Plus de 5 700 personnes ont renseigné le questionnaire mis en ligne par la Ciivise entre septembre 2021 et janvier 2022. D'après les témoignages recueillis, que sait-on du profil des victimes de violences sexuelles subies durant l'enfance et l'adolescence ?
En un an de travaux, la Commission indépendante sur l'inceste et les violences sexuelles faites aux enfants (Ciivise) a recueilli 11 400 témoignages. Les personnes qui ont complété le questionnaire en ligne sont majoritairement des femmes : 4 680 femmes (88,0 %) et 637 hommes (12,0 %) âgé.e.s de 18 à 65 ans ou plus.
D'après le rapport intermédiaire de la Ciivise publié le 31 mars, 9 victimes sur 10 sont des femmes âgées en moyenne de 44 ans aujourd’hui. Les personnes en situation de handicap représentent 13% des victimes. Autres précisions : 8 victimes de violences sexuelles subies durant l'enfance et l'adolescence sur 10 sont des victimes d'inceste. Et 7 victimes d’inceste sur 10 ont subi ces violences de manière répétée.
L'âge médian pour les premières violences sexuelles incestueuses est de 7 ans pour les filles et de 8 ans pour les garçons.
L'inceste n'est pas « l'apanage d'un groupe social particulier », remarque la Ciivise dans ses conclusions intermédiaires. Lorsque la victime est une fille, l'agresseur est le plus souvent le père, le grand frère, le demi-frère, l'oncle, le grand-père, le cousin ou le beau-père. Lorsque la victime est un garçon, l'agresseur est le plus souvent le grand frère, le demi-frère, le père, le cousin, l'oncle, le grand-père. L'âge médian pour les premières violences sexuelles incestueuses est de 7 ans pour les filles et de 8 ans pour les garçons. Pour commettre les violences, les agresseurs usent de la relation de confiance établie avec l'enfant. Ainsi, 74,4% des personnes (hommes et femmes) ayant subi des violences sexuelles dans l'entourage ont affirmé avoir confiance en l'agresseur.
Parmi les personnes qui ont répondu au questionnaire, plus d'un tiers n'ont pas parlé des violences sexuelles parce qu'elles ont souffert d'amnésie traumatique. Dans les situations d'inceste, pour 60,9% des femmes et 76,2% des hommes, la révélation a été faite plus de dix ans après les faits.
Lorsque les violences sexuelles ont été commises au sein d'une institution, la révélation a été faite plus de dix ans après les faits.

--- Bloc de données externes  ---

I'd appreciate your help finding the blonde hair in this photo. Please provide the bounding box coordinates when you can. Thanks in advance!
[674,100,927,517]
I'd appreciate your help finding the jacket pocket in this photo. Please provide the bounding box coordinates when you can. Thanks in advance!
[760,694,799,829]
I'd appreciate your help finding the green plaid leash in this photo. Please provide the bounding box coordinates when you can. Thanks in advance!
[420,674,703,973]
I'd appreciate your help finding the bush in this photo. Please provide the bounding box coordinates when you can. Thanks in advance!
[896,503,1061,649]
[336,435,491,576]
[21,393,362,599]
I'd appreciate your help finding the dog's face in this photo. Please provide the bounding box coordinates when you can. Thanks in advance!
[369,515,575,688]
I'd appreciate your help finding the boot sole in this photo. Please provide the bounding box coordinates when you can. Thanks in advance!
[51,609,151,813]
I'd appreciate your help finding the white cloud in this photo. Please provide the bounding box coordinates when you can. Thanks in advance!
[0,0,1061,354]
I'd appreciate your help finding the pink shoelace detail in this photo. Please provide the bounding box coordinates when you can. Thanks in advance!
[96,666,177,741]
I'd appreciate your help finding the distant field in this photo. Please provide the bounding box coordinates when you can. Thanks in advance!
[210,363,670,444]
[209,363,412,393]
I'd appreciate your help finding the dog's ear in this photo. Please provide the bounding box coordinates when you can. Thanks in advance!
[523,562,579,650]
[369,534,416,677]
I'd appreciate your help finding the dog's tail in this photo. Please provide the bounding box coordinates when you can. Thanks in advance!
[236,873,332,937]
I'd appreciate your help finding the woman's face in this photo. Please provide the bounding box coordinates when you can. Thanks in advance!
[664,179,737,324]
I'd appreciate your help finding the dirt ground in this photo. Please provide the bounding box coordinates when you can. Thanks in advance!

« La mère est la personne à qui les victimes ont le plus fréquemment révélé les violences, lorsque la révélation est immédiate. Plus le délai est grand entre les violences et la révélation, plus les confidents sont diversifiés. Les mères, les professionnel.le.s (enseignant.e.s, psychologues, médecins, animateur.rice.s, entraîneur.rice.s, etc.) et le ou la partenaire sont les trois principaux confidents », explique la Ciivise. Toutefois, la parole des victimes ne suscite parfois aucune réaction de la part du confident. Dans les cas d’inceste, lorsque l’enfant a confié les violences à un tiers, ce confident n’a rien fait dans 4 cas sur 10.
Lorsque les violences sexuelles ont été commises au sein d'une institution, pour 53,3% des femmes et 67,4 % des hommes, la révélation a été faite plus de dix ans après les faits. Dans les situations d'inceste, c'est le cas pour 60,9 % des femmes et 76,2 % des hommes.
Près de 100 % des enfants victimes présentent des troubles psycho-traumatiques, quels que soient l’âge, le sexe, la personnalité ou les antécédents de la jeune victime. « Selon les enquêtes récentes, 70 à 96% des enfants victimes de violences sexuelles déclarent à l’âge adulte un impact important sur leur santé mentale, et 50 à 70 % sur leur santé physique, 50 % font des tentatives de suicide, 50 % des dépressions à répétition, 30 à 50 % présentent des conduites addictives », ajoute le rapport.
Selon la Ciivise, 160 000 enfants sont victimes de violences sexuelles chaque année en France.